Turismo de luxo e impacto bilionário

Os Jogos Olímpicos de Inverno 2026 também se tornaram um fenômeno de turismo de luxo. Hotéis em Milão e Cortina registraram forte alta nas tarifas, enquanto pacotes premium chegaram a ultrapassar €11 mil para poucos dias de experiência completa.

A expectativa é de até 2,5 milhões de visitantes durante o evento. Dados analisados pela S&P Global indicam aumento expressivo nas chegadas ao norte da Itália durante o período olímpico. Ao mesmo tempo, cerca de 3 bilhões de pessoas acompanham as transmissões globais, ampliando o alcance promocional do país.

A produção da cerimônia, liderada por Marco Balich, reforçou essa estratégia de espetáculo global. O orçamento das cerimônias gira em torno de €70 milhões, dentro de um orçamento operacional estimado em €1,7 bilhão, sustentado principalmente por direitos de transmissão e patrocínios.

Legado olímpico e lições do passado

A Itália aprendeu com Jogos Olímpicos de Inverno de Turim 2006. Embora Turim tenha ganhado visibilidade internacional, parte da infraestrutura construída acabou subutilizada. Instalações como pistas de bobsled e saltos de esqui tornaram-se símbolos do risco financeiro associado ao megaevento.

Para evitar repetir erros, o plano atual enfatiza reaproveitamento e integração urbana. A vila dos atletas em Milão, construída em área ferroviária revitalizada, será convertida em moradia estudantil após os Jogos. Além disso, 100% da eletricidade utilizada deverá vir de fontes renováveis certificadas, e milhares de itens serão reutilizados.

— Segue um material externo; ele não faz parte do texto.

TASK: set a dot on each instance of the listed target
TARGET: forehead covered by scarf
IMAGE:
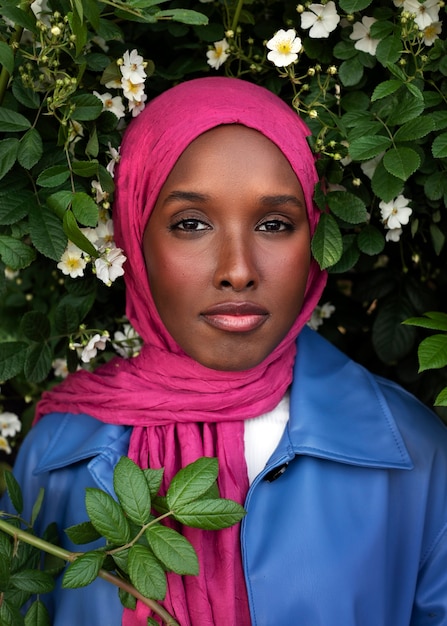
(152, 145)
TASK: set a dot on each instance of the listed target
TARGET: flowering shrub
(368, 77)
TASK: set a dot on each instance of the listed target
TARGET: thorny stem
(65, 555)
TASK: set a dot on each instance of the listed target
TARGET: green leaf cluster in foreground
(138, 550)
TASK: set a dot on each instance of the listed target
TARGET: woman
(343, 475)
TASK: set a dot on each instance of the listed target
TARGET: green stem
(65, 555)
(237, 14)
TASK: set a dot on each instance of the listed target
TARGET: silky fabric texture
(180, 409)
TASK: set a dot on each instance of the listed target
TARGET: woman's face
(227, 248)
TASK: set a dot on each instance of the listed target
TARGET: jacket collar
(338, 411)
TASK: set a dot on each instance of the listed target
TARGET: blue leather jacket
(346, 525)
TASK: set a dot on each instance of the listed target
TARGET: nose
(236, 266)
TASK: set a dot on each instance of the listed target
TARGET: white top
(262, 435)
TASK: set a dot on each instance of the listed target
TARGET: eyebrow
(274, 200)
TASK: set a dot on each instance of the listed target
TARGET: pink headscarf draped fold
(179, 409)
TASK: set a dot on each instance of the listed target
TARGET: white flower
(115, 83)
(393, 234)
(431, 33)
(60, 368)
(127, 342)
(284, 47)
(113, 104)
(361, 35)
(72, 262)
(4, 445)
(424, 13)
(95, 343)
(132, 67)
(109, 265)
(322, 19)
(219, 54)
(132, 91)
(319, 314)
(395, 213)
(115, 155)
(135, 107)
(104, 234)
(9, 424)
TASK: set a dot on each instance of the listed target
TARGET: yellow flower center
(284, 47)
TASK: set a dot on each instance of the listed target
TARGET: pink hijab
(179, 409)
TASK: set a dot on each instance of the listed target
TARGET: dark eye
(190, 225)
(274, 226)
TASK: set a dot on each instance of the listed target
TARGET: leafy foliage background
(390, 105)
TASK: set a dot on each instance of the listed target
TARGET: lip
(236, 317)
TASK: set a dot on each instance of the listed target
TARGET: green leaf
(432, 352)
(6, 57)
(30, 149)
(132, 490)
(385, 89)
(19, 17)
(107, 516)
(129, 602)
(173, 550)
(47, 232)
(154, 478)
(53, 176)
(75, 235)
(371, 240)
(14, 206)
(192, 481)
(347, 206)
(439, 147)
(35, 326)
(66, 318)
(37, 615)
(351, 72)
(407, 108)
(8, 154)
(12, 122)
(391, 339)
(14, 253)
(327, 245)
(14, 491)
(415, 129)
(365, 148)
(87, 169)
(87, 107)
(437, 237)
(185, 16)
(37, 505)
(12, 358)
(82, 533)
(209, 514)
(433, 320)
(401, 162)
(441, 398)
(389, 50)
(59, 202)
(385, 185)
(32, 581)
(84, 209)
(83, 571)
(146, 573)
(349, 257)
(38, 362)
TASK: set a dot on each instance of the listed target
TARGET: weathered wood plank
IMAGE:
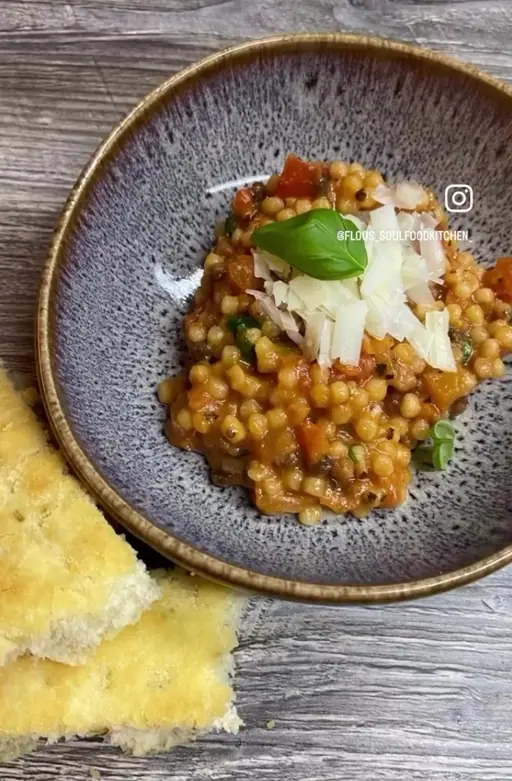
(417, 691)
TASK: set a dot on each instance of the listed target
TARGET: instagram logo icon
(458, 198)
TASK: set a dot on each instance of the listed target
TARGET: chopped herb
(467, 351)
(230, 224)
(441, 448)
(321, 243)
(239, 325)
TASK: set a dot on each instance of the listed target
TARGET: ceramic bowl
(126, 260)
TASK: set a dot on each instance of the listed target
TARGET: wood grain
(416, 691)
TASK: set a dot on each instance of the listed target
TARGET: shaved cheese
(378, 316)
(431, 249)
(351, 285)
(292, 329)
(348, 332)
(294, 302)
(324, 348)
(280, 292)
(441, 353)
(421, 294)
(261, 269)
(404, 257)
(312, 292)
(404, 195)
(314, 328)
(408, 195)
(415, 276)
(268, 306)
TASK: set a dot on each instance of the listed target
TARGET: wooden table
(415, 691)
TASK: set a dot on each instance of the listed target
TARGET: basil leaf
(321, 243)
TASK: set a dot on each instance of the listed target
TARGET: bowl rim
(170, 546)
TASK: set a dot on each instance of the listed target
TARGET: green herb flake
(234, 322)
(230, 224)
(239, 325)
(467, 351)
(321, 243)
(441, 449)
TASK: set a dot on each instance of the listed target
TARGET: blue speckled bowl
(126, 258)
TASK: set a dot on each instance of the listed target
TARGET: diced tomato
(243, 202)
(359, 373)
(499, 279)
(313, 441)
(299, 179)
(241, 273)
(446, 387)
(283, 503)
(304, 376)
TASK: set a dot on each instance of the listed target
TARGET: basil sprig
(321, 243)
(441, 448)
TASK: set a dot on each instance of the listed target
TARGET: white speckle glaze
(150, 218)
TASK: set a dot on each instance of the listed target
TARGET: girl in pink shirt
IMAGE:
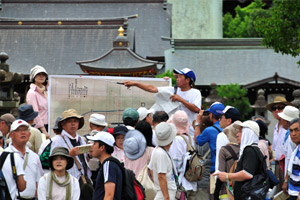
(37, 97)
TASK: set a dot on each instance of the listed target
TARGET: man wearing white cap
(31, 162)
(183, 92)
(287, 115)
(109, 179)
(19, 184)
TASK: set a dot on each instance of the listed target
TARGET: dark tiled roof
(58, 48)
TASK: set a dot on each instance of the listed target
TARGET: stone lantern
(8, 98)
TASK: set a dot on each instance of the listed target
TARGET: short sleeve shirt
(250, 164)
(109, 172)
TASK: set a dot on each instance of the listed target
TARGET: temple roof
(42, 39)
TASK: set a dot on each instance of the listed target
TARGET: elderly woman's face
(239, 135)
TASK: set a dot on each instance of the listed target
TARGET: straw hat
(165, 133)
(61, 151)
(277, 100)
(71, 113)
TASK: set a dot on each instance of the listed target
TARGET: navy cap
(186, 71)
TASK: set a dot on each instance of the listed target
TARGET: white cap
(98, 119)
(143, 112)
(289, 113)
(102, 136)
(17, 123)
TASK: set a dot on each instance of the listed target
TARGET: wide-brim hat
(277, 100)
(55, 127)
(165, 133)
(249, 124)
(289, 113)
(71, 113)
(17, 123)
(134, 144)
(61, 151)
(181, 122)
(35, 70)
(27, 113)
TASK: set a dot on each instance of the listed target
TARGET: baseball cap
(130, 113)
(186, 71)
(231, 112)
(17, 123)
(216, 108)
(102, 136)
(8, 118)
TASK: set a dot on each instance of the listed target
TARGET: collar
(64, 133)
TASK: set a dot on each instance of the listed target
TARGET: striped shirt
(294, 184)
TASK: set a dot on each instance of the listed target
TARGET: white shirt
(33, 170)
(58, 192)
(289, 147)
(58, 141)
(8, 175)
(278, 140)
(192, 96)
(161, 163)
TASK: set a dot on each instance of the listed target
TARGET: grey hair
(295, 121)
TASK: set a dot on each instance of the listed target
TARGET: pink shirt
(137, 165)
(39, 103)
(118, 153)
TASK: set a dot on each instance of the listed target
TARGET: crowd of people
(148, 142)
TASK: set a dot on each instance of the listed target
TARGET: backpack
(4, 192)
(257, 187)
(132, 189)
(195, 166)
(44, 157)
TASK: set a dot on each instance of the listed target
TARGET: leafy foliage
(242, 25)
(235, 96)
(167, 74)
(281, 30)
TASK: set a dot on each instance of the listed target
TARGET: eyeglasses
(277, 107)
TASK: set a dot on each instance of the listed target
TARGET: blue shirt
(210, 135)
(109, 172)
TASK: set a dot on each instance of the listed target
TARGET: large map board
(97, 94)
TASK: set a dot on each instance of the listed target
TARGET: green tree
(235, 96)
(167, 74)
(242, 25)
(281, 30)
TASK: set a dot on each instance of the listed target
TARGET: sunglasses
(277, 108)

O chamado legado olímpico é o eixo central do discurso oficial. O objetivo é que o investimento de R$ 32 bilhões gere benefícios estruturais permanentes, fortalecendo o turismo, o comércio e a mobilidade regional.

Debate econômico e futuro olímpico

Ainda assim, o debate permanece. Economistas questionam se o retorno financeiro compensará totalmente os custos, sobretudo diante de atrasos em obras e riscos de estruturas pouco utilizadas no futuro. A lógica é conhecida: o impacto de curto prazo é evidente, mas o verdadeiro teste acontece anos depois.

Mesmo com as críticas, o entusiasmo italiano não diminuiu. Lideranças locais já discutem participação ampliada em futuras edições. Turim, por exemplo, avalia colaborar com os Jogos de 2030 nos Alpes Franceses.

A Itália não quer que essa chama se apague tão cedo. A Itália já sinaliza que deseja receber os Jogos Olímpicos novamente, reforçando sua ambição de permanecer no centro do palco olímpico mundial.